Solar energy users have quadrupled in number throughout Florida over the past half-decade, and Duke Energy of St. Petersburg takes pride in enabling both consumers and the environment to benefit from choosing sustainable resources.
The Perry Solar Facility, the utility’s newest solar plant in Taylor County, extends the length and width of 17 football fields and produces 5 megawatts of universal solar energy — equal to approximately 200 residential-sized rooftop systems.
It is the second in a series of sites planned to gradually increase Floridians’ use of solar power, with expectations of yielding 35 megawatts by 2018 and possibly 500 megawatts by 2024.
"We are proud of the investments we're making in Florida's solar development," Alex Glenn, Duke Energy state president-Florida, said. "With the cost of solar energy decreasing and panel efficiency advancing, building solar power plants like Perry is part of our ongoing strategy to offer cleaner, smarter energy solutions that customers value."

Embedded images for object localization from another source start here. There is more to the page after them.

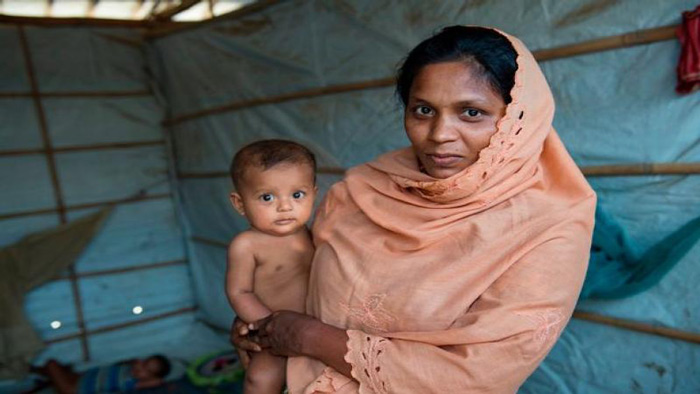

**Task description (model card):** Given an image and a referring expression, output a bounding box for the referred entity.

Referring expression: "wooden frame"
[177,163,700,179]
[146,0,282,38]
[0,140,165,157]
[18,24,92,360]
[0,193,172,221]
[161,24,679,126]
[573,310,700,345]
[45,306,197,344]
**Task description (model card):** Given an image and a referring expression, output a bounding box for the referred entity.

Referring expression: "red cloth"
[677,5,700,94]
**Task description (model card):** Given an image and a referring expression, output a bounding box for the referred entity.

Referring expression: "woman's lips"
[427,154,462,166]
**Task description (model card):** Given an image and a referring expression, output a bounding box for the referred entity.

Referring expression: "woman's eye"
[413,106,434,116]
[292,191,306,199]
[463,108,482,118]
[259,194,274,202]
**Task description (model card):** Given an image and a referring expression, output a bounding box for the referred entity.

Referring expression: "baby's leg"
[244,350,286,394]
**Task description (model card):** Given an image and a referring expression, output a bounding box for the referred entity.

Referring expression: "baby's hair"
[230,139,317,190]
[149,354,171,379]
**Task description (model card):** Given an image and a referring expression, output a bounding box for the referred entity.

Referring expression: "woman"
[234,26,596,393]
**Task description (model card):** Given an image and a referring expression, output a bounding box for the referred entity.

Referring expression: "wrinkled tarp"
[148,0,700,392]
[0,209,110,379]
[582,204,700,299]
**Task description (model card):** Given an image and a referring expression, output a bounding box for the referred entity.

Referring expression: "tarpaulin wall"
[149,0,700,392]
[0,25,222,380]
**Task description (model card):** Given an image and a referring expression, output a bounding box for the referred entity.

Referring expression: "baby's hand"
[230,317,261,369]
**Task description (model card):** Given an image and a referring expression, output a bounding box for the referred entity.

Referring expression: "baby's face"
[130,357,162,380]
[232,163,317,236]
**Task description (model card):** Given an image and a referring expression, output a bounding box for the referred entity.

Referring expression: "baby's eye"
[413,105,434,116]
[462,108,482,118]
[292,191,306,199]
[259,193,274,202]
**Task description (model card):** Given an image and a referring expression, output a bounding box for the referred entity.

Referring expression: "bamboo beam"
[162,24,678,126]
[0,14,150,28]
[163,78,393,125]
[0,192,172,221]
[152,0,201,21]
[146,0,282,38]
[18,24,91,361]
[581,162,700,176]
[45,306,197,344]
[573,310,700,345]
[177,166,346,179]
[176,163,700,180]
[533,25,677,61]
[0,140,165,157]
[0,89,150,98]
[57,259,187,280]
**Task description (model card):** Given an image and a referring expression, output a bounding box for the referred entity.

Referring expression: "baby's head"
[229,139,317,236]
[130,354,170,381]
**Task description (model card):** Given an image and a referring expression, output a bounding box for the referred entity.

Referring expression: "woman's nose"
[428,115,459,143]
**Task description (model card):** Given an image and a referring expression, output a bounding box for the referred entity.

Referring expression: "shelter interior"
[1,0,699,393]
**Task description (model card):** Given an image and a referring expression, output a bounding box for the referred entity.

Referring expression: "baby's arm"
[226,233,272,323]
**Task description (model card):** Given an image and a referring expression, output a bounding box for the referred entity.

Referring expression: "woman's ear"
[230,192,246,216]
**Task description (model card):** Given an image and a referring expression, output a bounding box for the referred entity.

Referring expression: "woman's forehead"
[410,61,504,105]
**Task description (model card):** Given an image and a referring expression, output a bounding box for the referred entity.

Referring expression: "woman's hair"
[396,26,518,105]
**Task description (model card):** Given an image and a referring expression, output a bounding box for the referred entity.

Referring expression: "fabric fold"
[0,208,112,379]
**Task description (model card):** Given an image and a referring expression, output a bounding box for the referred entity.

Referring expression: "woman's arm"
[250,311,353,378]
[339,227,591,393]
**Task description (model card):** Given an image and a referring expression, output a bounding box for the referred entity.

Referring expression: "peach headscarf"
[288,28,596,394]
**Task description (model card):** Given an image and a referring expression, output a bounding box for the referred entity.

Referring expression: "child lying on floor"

The company’s comparable Osceola Solar Facility, in operation since May, provides close to 4 megawatts of solar energy through 15,000 panels. Altogether, the projects represent an efficient and economical start to a statewide pattern of transition to clean energy.
Duke Energy Florida’s regional office reported that it is currently installing private solar systems for over 90 residential and business customers monthly. Duke Energy as a whole, headquartered in Charlotte, North Carolina, has devoted over $4 billion to wind and solar facility investments in 12 states including Florida.